What if I don’t have to check in with my perception – or with my perception of my mother’s or father’s perceptions – in every single situation and with every single person I see or meet? What if they don’t have to be evaluated or analyzed or measured or assessed or even considered at all?

What if I don’t have to try to find a way to write about every single moment of my life?

What if I have no job to do in my lifetime, but just have a lifetime?

What if I’ve been some help to some people some of the time over the years, but what I’m fundamentally good at is coloring? Within the lines? And not best at coloring or the most prolific colorer, but just pretty good with a crayon?

What if what I have most wanted (I always thought I most wanted enlightenment but I think under it I was always seeking freedom from harm) isn’t possible to have?

What if what I most don’t want to happen inevitably will happen?

What if having had my 13 year-old bright white teeth straightened by over 365 days of my precious little life in braces doesn’t protect my teeth from darkening and crumbling when they’re done? What if my teeth and eyes and mind have shorter lives than my body? They’ve done what they can and can do no more? What if someday I smile like a toddler, earbuds playing the soundtrack from Frozen, and gum my veggie burgers? What if that’s not a shame, but okay?

What if having many loves, rather than one forever love, is okay?

What if I wanted less, not because I had successfully scolded myself into it, but because I had started from within to sense my wanting and discovered a big box of crayons, a Barbie coloring book, and a pot of tea with milk?

What if when pocketbooks are stolen, or pit bulls throw themselves against my storm door, or people tell me I am bad and wrong, I do what needs to be done and no more than that? What if I feel what needs to be felt and no more, and think what needs to be thought and no more? That I give each happening its due, but no more?

What if the things that happen to me don’t fill me like marrow does bones but are “places” on my skin that just are what they are?

What if, starting at 55, I never again create another new thing, start a new enterprise, take on a new project? What if 55 years of effortful, creative productivity is enough?

(There are the tears.)

What if I felt like I had made my fair and just contribution to the okayness of things, that my existence was justified, and that now, in my daily living, for the most part, I would neither add to, nor take away from, okayness?

If this is as okay as it gets – and it’s okay – I would not have to live in alarm all the time, expecting the unexpected, because it’s now expected and I can calmly accept this, give it its due and handle it when it comes.

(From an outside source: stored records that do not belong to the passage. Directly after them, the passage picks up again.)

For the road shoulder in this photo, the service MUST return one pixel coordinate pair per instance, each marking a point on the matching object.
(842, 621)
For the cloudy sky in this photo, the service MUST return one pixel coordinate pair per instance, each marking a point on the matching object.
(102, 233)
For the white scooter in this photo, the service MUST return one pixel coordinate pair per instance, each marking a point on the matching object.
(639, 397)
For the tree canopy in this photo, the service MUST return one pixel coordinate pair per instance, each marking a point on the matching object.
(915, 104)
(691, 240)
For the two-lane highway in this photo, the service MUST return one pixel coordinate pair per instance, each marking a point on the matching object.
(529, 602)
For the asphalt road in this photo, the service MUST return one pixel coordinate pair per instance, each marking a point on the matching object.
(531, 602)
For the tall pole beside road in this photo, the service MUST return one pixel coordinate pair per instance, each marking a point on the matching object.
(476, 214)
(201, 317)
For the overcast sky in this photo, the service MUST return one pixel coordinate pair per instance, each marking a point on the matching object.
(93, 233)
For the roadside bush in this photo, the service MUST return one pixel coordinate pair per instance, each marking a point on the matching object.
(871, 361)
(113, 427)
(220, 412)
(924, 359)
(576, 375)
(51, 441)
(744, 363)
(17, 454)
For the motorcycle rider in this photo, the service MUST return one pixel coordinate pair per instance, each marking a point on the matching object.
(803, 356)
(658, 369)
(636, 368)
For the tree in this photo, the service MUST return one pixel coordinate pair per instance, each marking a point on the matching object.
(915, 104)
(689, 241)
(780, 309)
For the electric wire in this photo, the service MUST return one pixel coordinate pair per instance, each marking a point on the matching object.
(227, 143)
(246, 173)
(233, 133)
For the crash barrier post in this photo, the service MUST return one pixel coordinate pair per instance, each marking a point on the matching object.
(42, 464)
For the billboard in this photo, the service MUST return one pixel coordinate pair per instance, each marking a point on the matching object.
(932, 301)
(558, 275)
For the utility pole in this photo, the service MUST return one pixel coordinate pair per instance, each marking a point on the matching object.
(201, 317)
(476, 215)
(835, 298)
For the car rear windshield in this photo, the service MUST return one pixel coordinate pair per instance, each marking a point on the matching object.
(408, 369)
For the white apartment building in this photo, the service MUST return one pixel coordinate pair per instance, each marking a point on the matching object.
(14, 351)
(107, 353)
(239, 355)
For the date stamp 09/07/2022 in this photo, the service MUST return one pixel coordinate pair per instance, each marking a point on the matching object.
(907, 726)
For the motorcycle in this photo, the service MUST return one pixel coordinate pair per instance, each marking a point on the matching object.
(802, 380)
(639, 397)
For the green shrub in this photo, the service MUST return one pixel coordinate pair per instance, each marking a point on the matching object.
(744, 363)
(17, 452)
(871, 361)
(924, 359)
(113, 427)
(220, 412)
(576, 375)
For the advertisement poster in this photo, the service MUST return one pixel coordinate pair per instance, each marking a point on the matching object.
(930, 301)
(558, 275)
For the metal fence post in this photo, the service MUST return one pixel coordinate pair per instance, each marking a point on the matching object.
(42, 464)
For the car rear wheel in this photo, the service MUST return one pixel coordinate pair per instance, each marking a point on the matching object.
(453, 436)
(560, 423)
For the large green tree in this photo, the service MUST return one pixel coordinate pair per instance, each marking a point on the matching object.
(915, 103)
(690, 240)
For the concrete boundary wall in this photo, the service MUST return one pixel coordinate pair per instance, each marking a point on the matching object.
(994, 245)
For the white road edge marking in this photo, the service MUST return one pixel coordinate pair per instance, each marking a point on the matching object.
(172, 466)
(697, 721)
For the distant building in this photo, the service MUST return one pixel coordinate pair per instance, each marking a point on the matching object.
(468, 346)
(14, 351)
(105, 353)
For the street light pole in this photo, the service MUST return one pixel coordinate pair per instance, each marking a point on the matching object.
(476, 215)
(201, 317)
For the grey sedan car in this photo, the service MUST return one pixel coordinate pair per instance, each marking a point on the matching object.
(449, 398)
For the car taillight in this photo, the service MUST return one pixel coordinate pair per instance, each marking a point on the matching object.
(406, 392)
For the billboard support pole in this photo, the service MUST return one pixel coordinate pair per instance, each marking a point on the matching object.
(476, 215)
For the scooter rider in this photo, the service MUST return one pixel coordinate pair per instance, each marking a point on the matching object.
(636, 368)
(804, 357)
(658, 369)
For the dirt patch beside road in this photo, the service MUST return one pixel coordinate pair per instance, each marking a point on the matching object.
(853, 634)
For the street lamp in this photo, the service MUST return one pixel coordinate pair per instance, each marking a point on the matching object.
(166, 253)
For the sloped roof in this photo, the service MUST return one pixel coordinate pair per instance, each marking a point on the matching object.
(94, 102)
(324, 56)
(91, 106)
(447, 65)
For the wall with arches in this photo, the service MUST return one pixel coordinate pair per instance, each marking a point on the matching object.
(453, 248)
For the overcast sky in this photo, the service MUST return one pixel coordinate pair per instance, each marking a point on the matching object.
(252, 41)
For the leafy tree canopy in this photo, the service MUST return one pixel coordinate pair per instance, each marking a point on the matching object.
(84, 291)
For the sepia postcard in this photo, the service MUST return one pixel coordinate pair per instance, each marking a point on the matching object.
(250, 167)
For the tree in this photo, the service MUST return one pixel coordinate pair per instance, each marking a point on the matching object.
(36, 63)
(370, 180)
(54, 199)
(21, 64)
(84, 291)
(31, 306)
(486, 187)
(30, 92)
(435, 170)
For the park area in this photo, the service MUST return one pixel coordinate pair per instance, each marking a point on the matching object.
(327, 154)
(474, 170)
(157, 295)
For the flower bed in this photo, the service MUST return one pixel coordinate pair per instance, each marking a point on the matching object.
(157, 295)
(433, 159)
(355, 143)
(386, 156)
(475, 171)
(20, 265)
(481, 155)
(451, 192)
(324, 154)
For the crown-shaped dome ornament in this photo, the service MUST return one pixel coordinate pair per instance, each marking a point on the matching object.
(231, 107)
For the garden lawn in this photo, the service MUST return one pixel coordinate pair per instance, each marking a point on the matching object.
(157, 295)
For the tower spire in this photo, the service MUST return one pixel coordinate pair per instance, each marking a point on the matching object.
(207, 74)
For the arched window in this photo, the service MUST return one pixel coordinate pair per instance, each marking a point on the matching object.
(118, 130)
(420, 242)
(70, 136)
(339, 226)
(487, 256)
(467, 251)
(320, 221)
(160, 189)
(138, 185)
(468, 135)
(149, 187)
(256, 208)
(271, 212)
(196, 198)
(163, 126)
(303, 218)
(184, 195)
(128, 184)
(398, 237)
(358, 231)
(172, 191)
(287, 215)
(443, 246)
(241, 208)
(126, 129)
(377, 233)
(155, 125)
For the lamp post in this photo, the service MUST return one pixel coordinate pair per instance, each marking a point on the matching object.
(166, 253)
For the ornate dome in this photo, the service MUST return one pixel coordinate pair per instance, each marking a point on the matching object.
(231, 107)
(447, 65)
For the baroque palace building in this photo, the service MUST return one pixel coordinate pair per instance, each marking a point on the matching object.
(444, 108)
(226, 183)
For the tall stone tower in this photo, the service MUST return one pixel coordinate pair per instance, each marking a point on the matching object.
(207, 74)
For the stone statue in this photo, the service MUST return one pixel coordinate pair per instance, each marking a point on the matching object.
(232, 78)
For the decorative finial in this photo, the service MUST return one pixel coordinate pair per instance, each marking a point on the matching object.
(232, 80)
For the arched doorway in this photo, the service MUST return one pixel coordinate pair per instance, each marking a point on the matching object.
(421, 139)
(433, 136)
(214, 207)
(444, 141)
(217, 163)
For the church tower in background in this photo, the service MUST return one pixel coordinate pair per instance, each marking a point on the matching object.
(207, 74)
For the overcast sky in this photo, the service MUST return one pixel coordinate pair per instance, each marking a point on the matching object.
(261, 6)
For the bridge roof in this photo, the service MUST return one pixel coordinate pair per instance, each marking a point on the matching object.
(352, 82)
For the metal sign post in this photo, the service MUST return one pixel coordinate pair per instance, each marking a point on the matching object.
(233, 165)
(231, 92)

I wouldn’t feel like I lack all value when people heading out to their cars from the grocery store don’t make eye contact with me.

I wouldn’t have to push myself to be more creative, go deeper, think harder, do better, do more, or force myself to press on even when I am tired. I could rest.

I could take the Barbie coloring book off my Amazon wish list and go ahead and order it. I’ve already got the crayons.